Sim City Accessories (Action 16 Premier) Review | Amiga Power - Everygamegoing

Amiga Power

Sim City Accessories
By Action 16 Premier
Amiga 500

Published in Amiga Power #16

Sim City Accessories

Why? Quite a poignant question, that. I put it to Bristol City Council after every roundabout in the city was replaced overnight by a set of traffic lights. It also begged to be asked when blue Smarties appeared, consigning years of tradition to the dustbin for no obvious reason. And every time they change the Blue Peter signature tune, 'why?' is the word that forms on the lips of the nation.

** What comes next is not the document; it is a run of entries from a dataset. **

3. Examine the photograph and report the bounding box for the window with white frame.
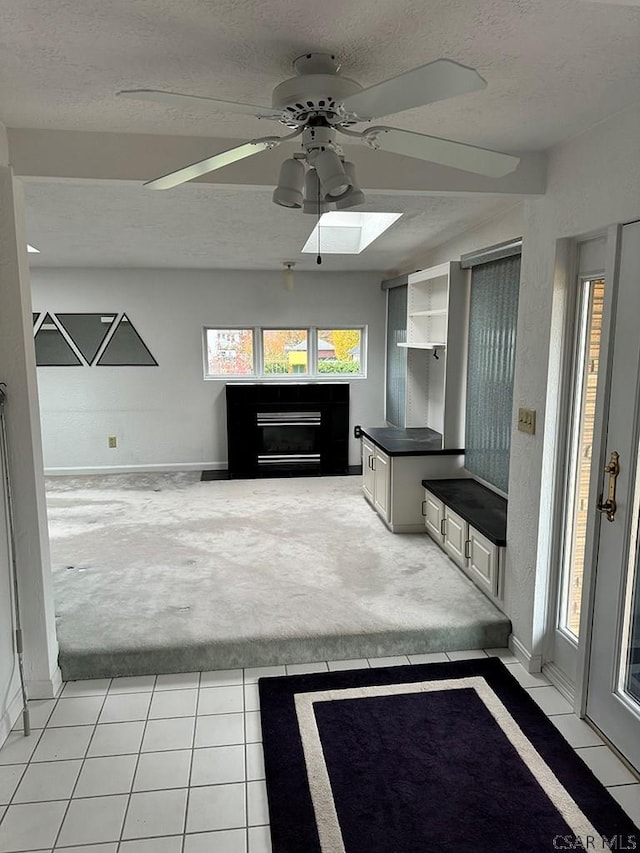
[204,326,366,379]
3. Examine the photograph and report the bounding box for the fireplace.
[226,383,349,478]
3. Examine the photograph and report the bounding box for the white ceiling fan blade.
[144,136,280,190]
[343,59,487,121]
[363,127,520,178]
[116,89,282,119]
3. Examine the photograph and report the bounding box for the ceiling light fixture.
[273,157,304,208]
[302,169,331,216]
[273,123,365,216]
[336,163,364,210]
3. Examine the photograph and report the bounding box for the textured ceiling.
[25,181,513,271]
[5,0,640,269]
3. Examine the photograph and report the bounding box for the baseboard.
[44,462,362,479]
[509,634,542,672]
[0,685,22,746]
[44,462,227,477]
[387,523,427,533]
[26,666,62,699]
[542,663,576,708]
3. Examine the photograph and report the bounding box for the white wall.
[31,268,385,473]
[392,108,640,668]
[0,141,60,744]
[0,430,21,744]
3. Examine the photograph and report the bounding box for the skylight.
[302,210,402,255]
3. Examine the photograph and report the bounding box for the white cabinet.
[361,436,376,503]
[362,436,391,523]
[422,489,444,545]
[422,489,504,604]
[442,506,469,569]
[398,262,469,448]
[362,435,462,533]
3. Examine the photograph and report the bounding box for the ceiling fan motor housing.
[272,60,362,127]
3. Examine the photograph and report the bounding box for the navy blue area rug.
[259,658,640,853]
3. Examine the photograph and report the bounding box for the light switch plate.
[518,409,536,435]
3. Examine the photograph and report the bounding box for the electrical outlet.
[518,409,536,435]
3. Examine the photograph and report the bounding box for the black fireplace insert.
[226,382,349,478]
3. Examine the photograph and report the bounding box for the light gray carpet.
[47,473,510,679]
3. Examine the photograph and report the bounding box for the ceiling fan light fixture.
[336,161,365,210]
[273,157,304,208]
[302,169,331,216]
[309,148,352,201]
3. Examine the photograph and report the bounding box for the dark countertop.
[422,478,507,546]
[360,427,464,456]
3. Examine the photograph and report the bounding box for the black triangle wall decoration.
[97,314,158,367]
[34,314,82,367]
[56,311,117,364]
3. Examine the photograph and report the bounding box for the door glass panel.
[619,436,640,711]
[559,279,604,640]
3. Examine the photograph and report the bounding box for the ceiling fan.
[118,53,519,213]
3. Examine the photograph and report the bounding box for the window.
[204,326,366,379]
[559,279,605,640]
[316,329,362,374]
[262,329,309,376]
[205,329,255,376]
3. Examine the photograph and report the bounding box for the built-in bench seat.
[422,478,507,605]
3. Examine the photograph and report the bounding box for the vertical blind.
[465,255,520,492]
[386,284,407,427]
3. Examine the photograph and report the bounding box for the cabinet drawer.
[467,527,501,596]
[442,506,469,569]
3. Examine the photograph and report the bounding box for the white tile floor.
[0,649,640,853]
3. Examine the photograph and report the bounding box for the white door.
[586,216,640,769]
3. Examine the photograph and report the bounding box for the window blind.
[465,255,520,492]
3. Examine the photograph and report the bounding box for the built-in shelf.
[398,341,446,349]
[398,261,469,448]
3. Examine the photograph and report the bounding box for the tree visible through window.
[317,329,362,373]
[262,329,309,374]
[207,329,255,376]
[205,326,366,379]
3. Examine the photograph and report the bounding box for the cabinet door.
[362,438,376,503]
[373,448,391,522]
[442,506,469,569]
[467,527,500,595]
[422,489,444,545]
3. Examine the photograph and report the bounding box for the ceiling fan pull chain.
[316,181,322,266]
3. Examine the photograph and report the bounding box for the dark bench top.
[360,427,464,456]
[422,478,507,546]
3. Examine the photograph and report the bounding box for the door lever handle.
[596,450,620,521]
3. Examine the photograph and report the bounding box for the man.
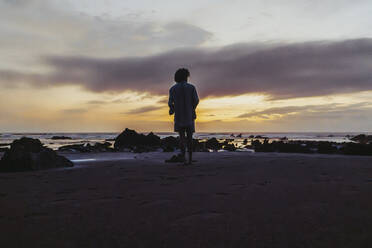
[168,68,199,164]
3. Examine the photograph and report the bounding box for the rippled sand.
[0,152,372,248]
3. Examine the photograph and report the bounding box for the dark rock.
[351,134,372,144]
[223,144,236,152]
[0,147,9,152]
[52,136,72,140]
[58,144,91,152]
[146,132,161,147]
[92,142,115,152]
[0,137,73,172]
[161,136,180,152]
[58,142,115,152]
[114,128,161,150]
[205,137,222,151]
[255,135,267,139]
[192,139,209,152]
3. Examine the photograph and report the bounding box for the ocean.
[0,132,370,150]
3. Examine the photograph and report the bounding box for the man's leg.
[178,128,186,160]
[186,128,192,164]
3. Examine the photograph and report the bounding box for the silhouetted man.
[168,68,199,164]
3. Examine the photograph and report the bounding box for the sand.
[0,152,372,248]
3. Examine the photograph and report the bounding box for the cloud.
[124,106,162,115]
[0,0,213,72]
[0,39,372,99]
[236,102,372,119]
[61,108,88,114]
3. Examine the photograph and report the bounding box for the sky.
[0,0,372,132]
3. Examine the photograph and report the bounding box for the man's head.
[174,68,190,83]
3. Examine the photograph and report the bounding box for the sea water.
[0,132,370,150]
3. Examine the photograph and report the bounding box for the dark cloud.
[237,102,372,119]
[61,108,88,114]
[87,100,107,105]
[0,39,372,99]
[124,106,162,114]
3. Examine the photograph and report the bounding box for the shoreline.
[0,152,372,248]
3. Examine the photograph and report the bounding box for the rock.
[52,136,72,140]
[0,147,9,152]
[58,144,90,152]
[114,128,161,150]
[58,142,115,152]
[205,137,222,151]
[350,134,372,144]
[89,142,115,152]
[161,136,180,152]
[223,144,236,152]
[146,132,161,147]
[0,137,73,172]
[255,135,267,139]
[192,139,209,152]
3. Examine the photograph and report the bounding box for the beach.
[0,152,372,247]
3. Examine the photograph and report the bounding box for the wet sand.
[0,152,372,248]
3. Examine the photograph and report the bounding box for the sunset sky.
[0,0,372,132]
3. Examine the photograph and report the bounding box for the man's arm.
[192,87,199,120]
[192,87,199,109]
[168,90,174,115]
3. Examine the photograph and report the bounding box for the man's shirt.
[168,82,199,131]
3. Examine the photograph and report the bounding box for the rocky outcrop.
[52,136,72,140]
[205,138,222,151]
[161,136,180,152]
[350,134,372,144]
[0,137,73,172]
[58,142,115,152]
[114,128,161,152]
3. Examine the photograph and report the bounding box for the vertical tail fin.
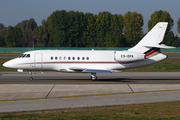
[128,22,173,54]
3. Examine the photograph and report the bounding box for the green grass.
[0,101,180,120]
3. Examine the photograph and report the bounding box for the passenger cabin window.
[19,54,30,58]
[19,54,24,58]
[26,54,30,58]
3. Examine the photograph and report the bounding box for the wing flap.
[82,69,111,73]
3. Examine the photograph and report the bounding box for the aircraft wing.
[70,68,112,73]
[70,68,122,73]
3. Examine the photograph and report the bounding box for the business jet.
[3,22,174,80]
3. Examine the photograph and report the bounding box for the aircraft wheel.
[29,77,33,81]
[91,76,97,81]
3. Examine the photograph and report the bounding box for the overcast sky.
[0,0,180,34]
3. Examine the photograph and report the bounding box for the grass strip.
[0,101,180,120]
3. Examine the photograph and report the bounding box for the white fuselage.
[3,50,167,72]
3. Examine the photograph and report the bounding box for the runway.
[0,72,180,112]
[0,72,180,84]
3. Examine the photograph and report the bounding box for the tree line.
[0,10,180,47]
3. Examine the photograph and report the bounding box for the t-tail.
[128,22,174,58]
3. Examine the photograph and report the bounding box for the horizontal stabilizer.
[143,44,175,49]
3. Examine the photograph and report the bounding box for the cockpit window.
[19,54,24,58]
[26,54,30,57]
[19,54,30,58]
[22,54,26,58]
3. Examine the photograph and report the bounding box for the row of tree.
[0,10,180,47]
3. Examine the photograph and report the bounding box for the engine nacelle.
[114,51,145,62]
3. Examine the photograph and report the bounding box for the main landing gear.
[29,70,33,81]
[91,73,97,81]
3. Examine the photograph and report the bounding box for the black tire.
[29,77,33,81]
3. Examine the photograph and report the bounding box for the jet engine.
[114,51,145,62]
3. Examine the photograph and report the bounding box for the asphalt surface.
[0,72,180,84]
[0,91,180,112]
[0,55,180,59]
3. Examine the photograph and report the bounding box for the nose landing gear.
[29,70,33,81]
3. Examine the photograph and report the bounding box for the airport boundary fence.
[0,47,180,52]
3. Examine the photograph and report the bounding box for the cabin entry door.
[34,53,43,70]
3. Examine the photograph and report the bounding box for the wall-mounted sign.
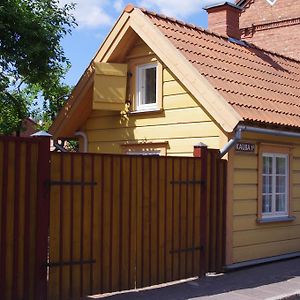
[235,143,255,152]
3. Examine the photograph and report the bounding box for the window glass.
[262,153,288,217]
[276,194,285,212]
[136,64,158,110]
[262,195,272,213]
[276,176,286,193]
[263,175,272,194]
[263,156,272,174]
[276,157,286,174]
[143,68,156,104]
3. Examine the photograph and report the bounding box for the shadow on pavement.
[89,258,300,300]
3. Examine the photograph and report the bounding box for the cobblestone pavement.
[89,258,300,300]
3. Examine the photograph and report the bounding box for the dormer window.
[136,63,158,111]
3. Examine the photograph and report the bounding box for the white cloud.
[137,0,234,17]
[114,0,126,12]
[59,0,234,29]
[59,0,114,29]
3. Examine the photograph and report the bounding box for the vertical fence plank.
[35,137,50,299]
[45,149,226,299]
[0,139,8,299]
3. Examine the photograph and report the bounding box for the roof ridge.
[129,4,300,63]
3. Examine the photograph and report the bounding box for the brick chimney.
[204,2,241,40]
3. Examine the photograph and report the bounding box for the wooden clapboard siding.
[232,133,300,263]
[82,40,222,156]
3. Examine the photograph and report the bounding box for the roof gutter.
[220,125,300,157]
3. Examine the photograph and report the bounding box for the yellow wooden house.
[51,3,300,267]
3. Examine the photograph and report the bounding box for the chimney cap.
[203,1,242,11]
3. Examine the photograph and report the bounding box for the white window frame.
[261,152,290,219]
[125,150,161,156]
[136,63,159,111]
[267,0,277,6]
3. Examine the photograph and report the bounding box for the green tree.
[0,0,76,134]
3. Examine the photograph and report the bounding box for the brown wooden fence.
[0,137,226,300]
[48,151,226,299]
[0,136,50,300]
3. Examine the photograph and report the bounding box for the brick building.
[237,0,300,60]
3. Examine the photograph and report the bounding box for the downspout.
[75,131,88,152]
[220,125,300,157]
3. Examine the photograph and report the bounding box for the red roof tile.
[142,10,300,127]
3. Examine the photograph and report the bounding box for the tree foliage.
[0,0,76,134]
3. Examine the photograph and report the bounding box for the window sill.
[256,217,296,224]
[129,108,164,115]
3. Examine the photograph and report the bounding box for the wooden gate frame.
[0,136,50,300]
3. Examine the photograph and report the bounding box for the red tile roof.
[142,9,300,127]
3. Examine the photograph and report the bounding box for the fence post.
[33,132,51,300]
[194,143,209,275]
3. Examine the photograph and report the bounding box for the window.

And I'm afraid that, despite employing my powers of investigative journalism to their full, the reasoning behind these three pieces of software remains a mystery. Let's look at the Architecture disks first. They each offer three alternative sets of architecture. There's 21st Century USA, 22nd Century Europe and Moon Base on the first disk, and Ancient Asia, Medieval Times and Wild West on the second. They sound like fun. But all they actually do is change the graphics your copy of Sim City uses to display cities. (And only after endless pratting about with installation programs and blank disks!)

Stadiums turn into rodeos or low-gravity sports complexes, airports turn into castles of space ports, and so on. An interesting exercise, but a pointless and slightly sad one. It's a bit like buying a plastic spoiler and some fog lamps for your Ford Escort 1.3 Popular in the hope that they'll make it go faster.

And what of the Terrain Editor? Isn't Sim City already an 'editor'? Surely that's the whole point? Well, yes. So what the Terrain Editor does is let you handle the process that takes palce while Sim City is displaying the "Terraforming" message. That is, designing the layout of the land, sea and trees that your city will be built on. So you could, if you like, reproduce your favourite piece of coastline (those fjords around Norway, perhaps). You could write your name in trees. And, er, that's it. At £7.99 for all three, die-hard Sim City fans might conceivably be tempted, especially for the collection of demo cities supplied on the Editor disk. But a tenner each? Nope, it seems that, unless you've exhausted Halford's selection of Escort add-ons, or you make a bit of a gaffe and assume you're holding a copy of Sim City itself (which could easily be done - the packaging is very deceptive), you'd have to be stark, staring bonkers to buy any of these.

The Bottom Line

The Terrain Editor might be good for a few minutes playing around, but that's it. These are trying to milk a game for more than it's worth.